We start tests from Windows host where placed that Docker to application inside docker.

docker info

Containers: 12
 Running: 0
 Paused: 0
 Stopped: 12
Images: 1803
Server Version: 17.03.0-ce
Storage Driver: aufs
 Root Dir: /var/lib/docker/aufs
 Backing Filesystem: extfs
 Dirs: 1408
 Dirperm1 Supported: true
Logging Driver: json-file
Cgroup Driver: cgroupfs
Plugins:
 Volume: local
 Network: bridge host macvlan null overlay
Swarm: inactive
Runtimes: runc
Default Runtime: runc
Init Binary: docker-init
containerd version: 977c511eda0925a723debdc94d09459af49d082a
runc version: a01dafd48bc1c7cc12bdb01206f9fea7dd6feb70
init version: 949e6fa
Security Options:
 seccomp
  Profile: default
Kernel Version: 4.9.12-moby
Operating System: Alpine Linux v3.5
OSType: linux
Architecture: x86_64
CPUs: 2
Total Memory: 11.2 GiB
Name: moby
ID: 7RMP:T34G:KAEO:WHV5:3XDD:352G:63VB:S3OS:RZUU:U7US:ZI7S:ZJUS
Docker Root Dir: /var/lib/docker
Debug Mode (client): false
Debug Mode (server): false
Registry: https://index.docker.io/v1/
Experimental: false
Insecure Registries:
 127.0.0.0/8
Live Restore Enabled: false

docker version


Client:
 Version:      17.03.0-ce
 API version:  1.26
 Go version:   go1.7.5
 Git commit:   60ccb22
 Built:        Thu Feb 23 10:40:59 2017
 OS/Arch:      windows/amd64

Server:
 Version:      17.03.0-ce
 API version:  1.26 (minimum version 1.12)
 Go version:   go1.7.5
 Git commit:   3a232c8
 Built:        Tue Feb 28 07:52:04 2017
 OS/Arch:      linux/amd64
 Experimental: false
rbranson commented 7 years ago

FWIW we were able to eliminate DNS issues we had on larger machines that performed a high rate of DNS resolution by running a local cache (dnsmasq).
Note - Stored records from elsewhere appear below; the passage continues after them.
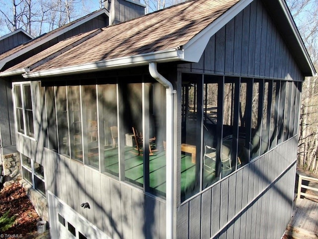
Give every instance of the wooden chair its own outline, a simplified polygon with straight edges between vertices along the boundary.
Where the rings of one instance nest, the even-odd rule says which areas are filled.
[[[113,145],[114,147],[115,147],[116,142],[118,138],[118,129],[117,128],[117,126],[111,126],[110,132],[111,133],[111,137],[113,139]]]
[[[142,152],[143,151],[143,135],[141,133],[138,133],[137,129],[134,127],[132,127],[133,133],[134,133],[134,138],[135,139],[135,142],[136,143],[136,147],[135,149],[138,151],[138,155],[142,155]],[[149,139],[149,155],[153,155],[154,152],[158,151],[158,149],[154,149],[152,148],[152,146],[154,147],[155,141],[156,140],[156,137]]]

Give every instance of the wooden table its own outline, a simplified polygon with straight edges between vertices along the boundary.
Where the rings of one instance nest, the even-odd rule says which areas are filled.
[[[188,144],[187,143],[181,143],[181,152],[185,152],[191,154],[191,161],[193,163],[195,163],[195,157],[196,153],[196,148],[195,145]]]

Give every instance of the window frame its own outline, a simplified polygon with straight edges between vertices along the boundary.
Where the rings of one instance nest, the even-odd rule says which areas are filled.
[[[15,87],[16,86],[20,86],[20,97],[21,97],[21,104],[22,105],[21,107],[18,107],[17,105],[17,93],[15,92]],[[25,92],[24,91],[24,87],[25,86],[29,86],[30,89],[30,96],[31,96],[31,106],[32,106],[32,110],[26,108],[26,102],[25,102]],[[13,105],[14,107],[14,120],[15,120],[15,130],[17,133],[20,134],[21,135],[23,135],[25,137],[26,137],[28,138],[34,140],[36,140],[36,129],[35,127],[35,122],[34,120],[34,102],[33,100],[34,98],[34,93],[33,93],[33,89],[32,87],[32,83],[30,81],[28,82],[18,82],[18,83],[12,83],[12,93],[13,96]],[[18,123],[18,120],[20,120],[21,119],[19,118],[18,119],[18,116],[17,114],[17,109],[19,109],[19,110],[22,110],[22,120],[23,122],[23,132],[21,132],[21,130],[20,130],[18,128],[18,125],[19,125],[19,123]],[[26,116],[26,112],[32,112],[32,116],[33,118],[33,132],[31,133],[30,131],[30,125],[27,125],[27,121],[29,122],[29,120],[27,120]],[[32,135],[33,134],[33,135]]]
[[[27,158],[28,159],[30,159],[30,162],[31,162],[31,168],[30,168],[29,167],[25,165],[23,163],[23,157],[25,157],[26,158]],[[40,164],[39,163],[38,163],[37,162],[35,162],[35,160],[34,160],[34,159],[32,159],[31,158],[29,158],[29,157],[28,157],[27,156],[20,153],[20,161],[21,161],[21,166],[22,167],[22,170],[21,170],[21,172],[22,172],[22,179],[23,179],[24,180],[24,181],[25,181],[25,182],[27,182],[27,183],[29,184],[31,186],[32,186],[32,187],[35,190],[37,191],[37,192],[38,192],[41,195],[42,195],[43,197],[46,197],[46,190],[45,190],[45,179],[44,178],[44,175],[43,174],[43,176],[42,176],[42,175],[39,175],[39,174],[35,172],[35,170],[34,170],[34,164],[35,163],[37,163],[38,164],[39,164],[40,165],[41,165],[42,167],[43,167],[43,166],[42,164]],[[32,179],[32,182],[30,182],[28,180],[26,180],[25,179],[25,177],[24,176],[24,173],[23,172],[23,169],[24,169],[26,171],[27,171],[29,173],[31,173],[31,179]],[[43,182],[44,184],[44,192],[42,192],[42,191],[41,191],[40,190],[38,189],[38,187],[36,186],[36,178],[38,180],[39,180],[40,181],[41,181],[41,182]]]

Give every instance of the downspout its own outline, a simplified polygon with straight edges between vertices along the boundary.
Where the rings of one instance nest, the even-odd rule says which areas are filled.
[[[149,72],[165,88],[166,129],[166,238],[173,238],[173,98],[176,91],[172,84],[157,70],[157,62],[149,63]]]

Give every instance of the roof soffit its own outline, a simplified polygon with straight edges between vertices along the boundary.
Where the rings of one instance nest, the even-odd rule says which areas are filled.
[[[211,24],[194,36],[182,47],[185,61],[198,62],[210,38],[224,27],[253,0],[242,0],[229,9]]]

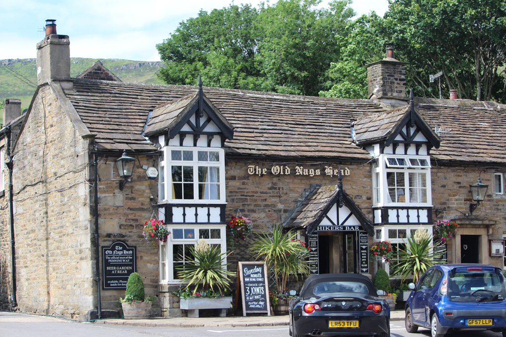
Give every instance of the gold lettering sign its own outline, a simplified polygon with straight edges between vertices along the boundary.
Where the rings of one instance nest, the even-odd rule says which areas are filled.
[[[315,175],[328,175],[331,177],[336,176],[339,174],[339,167],[332,167],[332,166],[325,166],[325,170],[320,169],[308,169],[304,168],[304,166],[296,166],[295,170],[290,169],[288,166],[283,165],[275,165],[271,168],[270,172],[274,175],[282,175],[290,174],[292,172],[295,172],[296,175],[307,175],[310,177],[314,177]],[[343,175],[350,175],[350,170],[348,168],[345,167],[341,169],[341,174]],[[256,165],[248,166],[248,174],[250,175],[258,175],[260,177],[267,174],[269,170],[266,168],[262,168]]]

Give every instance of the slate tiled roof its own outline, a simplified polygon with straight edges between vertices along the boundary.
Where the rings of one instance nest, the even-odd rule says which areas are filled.
[[[339,190],[337,185],[324,186],[315,190],[297,209],[283,227],[305,228],[315,220],[322,217],[322,213]]]
[[[194,93],[197,86],[74,80],[67,97],[99,149],[154,149],[141,135],[156,107]],[[204,87],[204,93],[234,127],[229,154],[367,160],[353,144],[350,123],[384,109],[368,100],[327,99]]]
[[[387,139],[409,110],[409,106],[406,105],[359,117],[353,122],[355,141],[361,144],[372,140],[377,141]]]
[[[97,134],[99,149],[145,151],[155,149],[141,135],[149,112],[197,90],[197,86],[74,79],[73,88],[65,92],[90,132]],[[351,122],[369,114],[386,114],[385,126],[368,131],[381,135],[407,109],[387,113],[368,100],[203,90],[235,127],[234,139],[227,140],[225,148],[229,155],[237,156],[367,160],[368,153],[353,143]],[[414,103],[433,130],[435,126],[451,129],[449,134],[440,135],[440,147],[431,150],[436,159],[506,162],[506,106],[419,98]]]
[[[415,98],[416,110],[441,134],[431,154],[441,161],[506,163],[506,105],[492,102]]]

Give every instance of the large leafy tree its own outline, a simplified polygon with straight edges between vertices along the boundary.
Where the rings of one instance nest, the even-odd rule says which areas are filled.
[[[317,95],[339,58],[335,36],[353,16],[350,0],[280,0],[259,9],[231,5],[180,23],[157,47],[170,84]]]
[[[367,98],[365,65],[385,57],[388,41],[383,20],[374,12],[350,22],[346,33],[336,36],[340,58],[331,63],[328,76],[333,83],[320,96],[350,99]]]
[[[258,76],[255,57],[261,33],[258,10],[249,5],[231,5],[180,23],[156,47],[165,67],[159,77],[166,83],[192,84],[201,75],[206,85],[234,87]]]
[[[318,8],[320,0],[279,0],[263,8],[265,36],[257,60],[265,80],[261,89],[317,95],[326,88],[330,63],[339,59],[335,36],[354,15],[350,0]]]
[[[409,62],[408,81],[436,95],[429,75],[443,72],[443,90],[488,101],[506,58],[506,1],[394,0],[385,15]]]

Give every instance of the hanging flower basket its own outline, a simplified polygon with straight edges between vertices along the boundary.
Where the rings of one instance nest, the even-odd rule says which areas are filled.
[[[244,240],[253,231],[251,221],[242,215],[233,216],[227,224],[227,232],[229,234],[229,245],[232,250],[235,247],[235,242]]]
[[[445,244],[455,236],[455,231],[458,228],[458,224],[452,220],[447,219],[434,222],[432,231],[434,237],[439,238],[441,242]]]
[[[171,232],[164,225],[162,220],[150,219],[144,222],[142,235],[148,242],[156,242],[157,240],[166,242],[167,237],[170,234]]]
[[[392,245],[390,241],[376,241],[369,250],[369,255],[373,259],[385,259],[385,262],[388,263],[394,256],[392,250]]]

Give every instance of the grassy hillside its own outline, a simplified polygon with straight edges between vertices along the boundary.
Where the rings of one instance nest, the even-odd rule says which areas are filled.
[[[75,77],[86,70],[98,59],[70,59],[70,76]],[[161,83],[156,77],[156,72],[161,62],[144,62],[115,59],[100,60],[103,65],[123,82]],[[8,67],[26,78],[22,80],[11,72],[3,68]],[[0,60],[0,101],[6,98],[21,100],[21,109],[30,105],[36,86],[37,76],[35,59]],[[31,82],[30,85],[26,82]],[[0,119],[1,119],[0,116]]]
It's been a few months, but I believe this was related to some kind of port exhaustion. These would stack up in the conntrack table and once hit 65Kish things would go south.

ut0mt8 commented 7 years ago

Wow good to see this thread. I have a kubernetes cluster which have the same problem from time to time....
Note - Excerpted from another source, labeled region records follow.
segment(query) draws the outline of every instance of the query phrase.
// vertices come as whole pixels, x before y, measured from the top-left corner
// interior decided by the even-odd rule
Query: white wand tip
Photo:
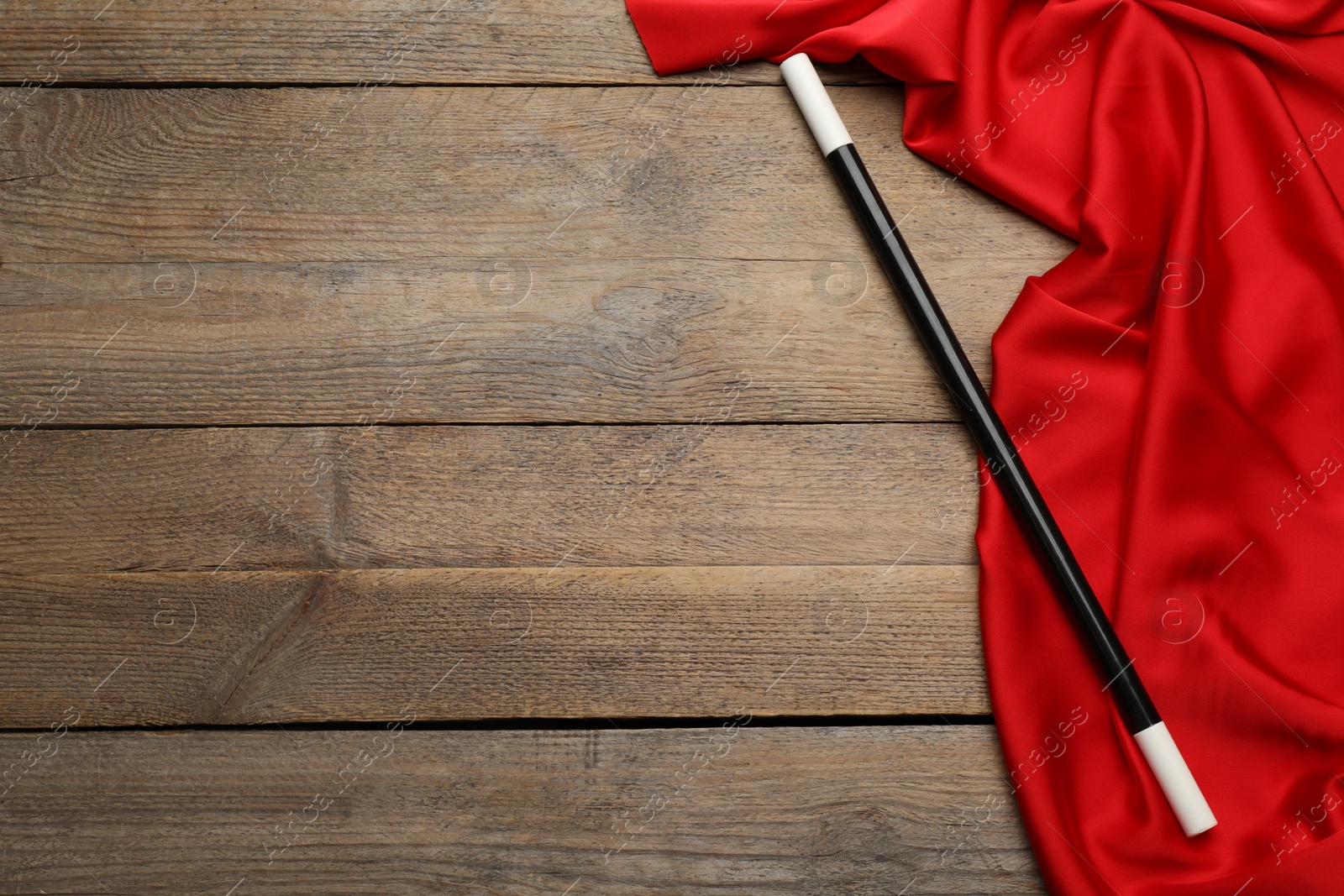
[[[1167,802],[1176,813],[1176,821],[1187,837],[1203,834],[1218,823],[1214,811],[1208,807],[1204,794],[1195,783],[1195,775],[1189,774],[1189,766],[1167,731],[1167,723],[1159,721],[1152,728],[1145,728],[1134,735],[1138,748],[1148,760],[1148,767],[1153,770],[1157,783],[1167,794]]]
[[[845,130],[844,122],[840,121],[840,113],[836,111],[831,97],[827,95],[827,89],[821,85],[817,70],[812,67],[808,54],[796,52],[789,56],[780,63],[780,71],[784,74],[784,83],[789,85],[789,93],[798,103],[802,117],[806,118],[812,136],[821,146],[823,156],[829,156],[835,149],[853,142],[849,140],[849,132]]]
ghost commented 7 years ago

have the same problem on Docker version 17.06.0-ce, build 02c1d87

jcollum-cambia commented 7 years ago

A coworker is seeing this problem, same version

$ docker --version
Docker version 17.06.0-ce, build 02c1d87

However I can build the image fine on my machine. We are both on Win 10, running Docker for Windows, same version.
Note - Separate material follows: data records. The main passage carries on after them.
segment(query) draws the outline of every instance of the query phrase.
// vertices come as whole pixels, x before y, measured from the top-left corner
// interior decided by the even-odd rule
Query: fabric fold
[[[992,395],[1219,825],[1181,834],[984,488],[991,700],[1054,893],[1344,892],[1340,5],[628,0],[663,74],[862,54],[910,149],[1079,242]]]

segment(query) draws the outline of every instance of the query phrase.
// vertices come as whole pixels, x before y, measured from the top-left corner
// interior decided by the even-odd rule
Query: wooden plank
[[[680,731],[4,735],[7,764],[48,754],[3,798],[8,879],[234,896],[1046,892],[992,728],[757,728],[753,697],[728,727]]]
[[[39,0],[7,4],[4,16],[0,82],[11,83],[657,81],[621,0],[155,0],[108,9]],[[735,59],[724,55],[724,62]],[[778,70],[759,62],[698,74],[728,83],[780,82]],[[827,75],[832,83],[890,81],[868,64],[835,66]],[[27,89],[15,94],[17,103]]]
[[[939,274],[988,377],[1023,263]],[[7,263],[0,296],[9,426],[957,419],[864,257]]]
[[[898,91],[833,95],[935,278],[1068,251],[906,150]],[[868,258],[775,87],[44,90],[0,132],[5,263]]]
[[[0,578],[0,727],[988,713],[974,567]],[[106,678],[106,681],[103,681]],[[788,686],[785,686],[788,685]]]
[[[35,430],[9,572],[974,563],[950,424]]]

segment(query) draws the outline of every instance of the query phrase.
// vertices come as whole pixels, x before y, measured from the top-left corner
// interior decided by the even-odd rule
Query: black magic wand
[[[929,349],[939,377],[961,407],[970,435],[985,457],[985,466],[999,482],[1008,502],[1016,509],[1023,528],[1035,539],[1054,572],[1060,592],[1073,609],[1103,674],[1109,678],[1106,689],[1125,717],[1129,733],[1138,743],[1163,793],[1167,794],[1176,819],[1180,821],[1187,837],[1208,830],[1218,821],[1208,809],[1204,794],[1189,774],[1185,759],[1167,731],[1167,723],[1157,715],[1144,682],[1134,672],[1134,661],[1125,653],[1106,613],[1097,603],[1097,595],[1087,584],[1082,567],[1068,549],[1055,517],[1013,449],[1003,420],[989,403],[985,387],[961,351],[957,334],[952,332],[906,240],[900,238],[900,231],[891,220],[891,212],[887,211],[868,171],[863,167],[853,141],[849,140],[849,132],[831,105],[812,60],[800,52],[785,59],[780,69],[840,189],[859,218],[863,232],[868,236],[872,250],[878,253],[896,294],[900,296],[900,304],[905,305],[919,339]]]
cristhianbicca commented 7 years ago

I also have the same problem on my servers. Client: Version: 17.06.0-ce API version: 1.30 Go version: go1.8.3 Git commit: 02c1d87 Built: Fri Jun 23 21:23:31 2017 OS/Arch: linux/amd64

Server: Version: 17.06.0-ce API version: 1.30 (minimum version 1.12) Go version: go1.8.3 Git commit: 02c1d87 Built: Fri Jun 23 21:19:04 2017 OS/Arch: linux/amd64 Experimental: false

vania-pooh commented 7 years ago

Not sure guys if this is a good idea, but just noticed that setting docker0 Mac-address to eth0 value like described here dramatically improves network stuff. E.g. having eth0 Link encap:Ethernet HWaddr 00:15:b2:a9:8f:6e I did:

# ip link set docker0 address 00:15:b2:a9:8f:6e

My environment:

root@selenium-cloud-m-6:~# docker version
Client:
 Version:      17.05.0-ce
 API version:  1.29
 Go version:   go1.7.5
 Git commit:   89658be
 Built:        Thu May  4 22:06:06 2017
 OS/Arch:      linux/amd64

Server:
 Version:      17.05.0-ce
 API version:  1.29 (minimum version 1.12)
 Go version:   go1.7.5
 Git commit:   89658be
 Built:        Thu May  4 22:06:06 2017
 OS/Arch:      linux/amd64
 Experimental: false

In my case LRO was turned off. Hope it helps someone.

eduardobcastro commented 4 years ago

I'm experiencing about 30% retransmission between containers (I'm running 20 containers in the same network) image Docker version 19.03.13, build 4484c46d9d

abiralneupane2 commented 1 year ago

Docker version 20.10.22(windows) I am trying to use docker as alternative for VMware and I am experiencing similar issue:

 $ docker run -i -t -p 8082:80 ubuntu /bin/bash
 $ apt update

Takes too long saying [Waiting for headers]. Also when I try to ping archive.ubuntu.com or any other domain I get either 100% packet loss or 0%. Tried two fixes with no improvement

  1. set the mtu size 1400 for the container's network.
  2. disable the ICS tool from windows services.